Claim(s) 15-20 is/are rejected under 35 U.S.C. 101 because the claimed invention is directed to non-statutory subject matter. The claim(s) does/do not fall within at least one of the four categories of patent eligible subject matter because the claim(s) are directed to a signal per se.
The United States Patent and Trademark Office (USPTO) is obliged to give claims their broadest reasonable interpretation consistent with the specification during proceedings before the USPTO. See in re Zietz, 893 F. 2d 3 19 (Fed. Cir. 1989) (during patent examination the pending claims must be interpreted as broadly as their terms reasonably allow). The broadest reasonable interpretation of a claim drawn to a computer readable medium (also called machine readable medium and other such variations) typically covers forms of non-transitory tangible media and transitory propagating signals per se in view of the ordinary and customary meaning of computer readable media, particularly when the specification is silent. See MPEP 21 1 1.01. When the broadest reasonable interpretation of a claim covers a signal per se, the claim must be rejected under 35 U.S.C. 101 as covering non-statutory matter. See in re Nuijten, 500 F.3d 1246, 1356-57 (Fed. Cir.2007) (transitory embodiments are not directed to statutory subject matter).

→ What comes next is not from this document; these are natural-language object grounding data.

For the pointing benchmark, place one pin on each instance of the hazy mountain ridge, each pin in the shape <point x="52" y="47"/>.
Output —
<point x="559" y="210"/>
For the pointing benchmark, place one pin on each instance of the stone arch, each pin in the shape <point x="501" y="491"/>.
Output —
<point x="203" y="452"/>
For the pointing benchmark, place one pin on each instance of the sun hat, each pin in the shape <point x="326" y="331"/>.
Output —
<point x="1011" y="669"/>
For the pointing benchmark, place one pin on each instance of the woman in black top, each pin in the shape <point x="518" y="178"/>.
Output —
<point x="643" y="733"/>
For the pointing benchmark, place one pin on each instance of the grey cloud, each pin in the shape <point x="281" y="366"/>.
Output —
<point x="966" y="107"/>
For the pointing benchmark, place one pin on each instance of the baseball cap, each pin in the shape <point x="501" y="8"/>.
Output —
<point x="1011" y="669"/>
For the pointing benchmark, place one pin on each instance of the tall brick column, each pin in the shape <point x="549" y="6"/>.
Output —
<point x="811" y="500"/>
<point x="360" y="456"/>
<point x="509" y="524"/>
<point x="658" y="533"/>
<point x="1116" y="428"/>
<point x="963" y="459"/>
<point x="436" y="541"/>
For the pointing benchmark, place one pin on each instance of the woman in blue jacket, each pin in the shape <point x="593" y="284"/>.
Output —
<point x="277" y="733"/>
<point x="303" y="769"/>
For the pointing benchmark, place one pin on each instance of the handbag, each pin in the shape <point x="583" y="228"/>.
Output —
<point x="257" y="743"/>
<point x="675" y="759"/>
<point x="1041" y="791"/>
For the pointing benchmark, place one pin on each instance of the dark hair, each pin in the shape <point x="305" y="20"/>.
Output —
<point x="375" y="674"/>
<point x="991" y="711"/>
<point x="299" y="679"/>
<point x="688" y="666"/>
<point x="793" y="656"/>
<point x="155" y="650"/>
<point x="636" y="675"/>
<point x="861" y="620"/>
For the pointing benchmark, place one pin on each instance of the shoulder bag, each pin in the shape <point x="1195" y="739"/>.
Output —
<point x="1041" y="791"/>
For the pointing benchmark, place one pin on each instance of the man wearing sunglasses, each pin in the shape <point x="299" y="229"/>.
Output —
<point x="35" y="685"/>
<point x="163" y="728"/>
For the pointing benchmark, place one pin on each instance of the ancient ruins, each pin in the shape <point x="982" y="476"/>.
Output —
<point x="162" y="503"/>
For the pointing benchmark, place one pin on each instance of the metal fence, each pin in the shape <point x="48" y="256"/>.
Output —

The term "machine-readable medium" shall also be taken to include any medium other than a transitory medium such as a carrier wave that is capable of storing or encoding a set of instructions for execution by the machine that cause the machine to perform any one or more of the methodologies of the present invention. The term " storing computer-readable instructions" shall accordingly be taken to include, but not be limited to, solid-state memories, and optical and magnetic media.) allows computer readable storage medium to read on both non-transitory storage medium and transitory storage medium, the claims are rejected under the broadest reasonable interpretation as a product of transitory propagating signal.
Claim Rejections - 35 USC § 102
In the event the determination of the status of the application as subject to AIA 35 U.S.C. 102 and 103 (or as subject to pre-AIA 35 U.S.C. 102 and 103) is incorrect, any correction of the statutory basis (i.e., changing from AIA to pre-AIA ) for the rejection will not be considered a new ground of rejection if the prior art relied upon, and the rationale supporting the rejection, would be the same under either status.
The following is a quotation of the appropriate paragraphs of 35 U.S.C. 102 that form the basis for the rejections under this section made in this Office action:
A person shall be entitled to a patent unless –
(a)(2) the claimed invention was described in a patent issued under section 151, or in an application for patent published or deemed published under section 122(b), in which the patent or application, as the case may be, names another inventor and was effectively filed before the effective filing date of the claimed invention.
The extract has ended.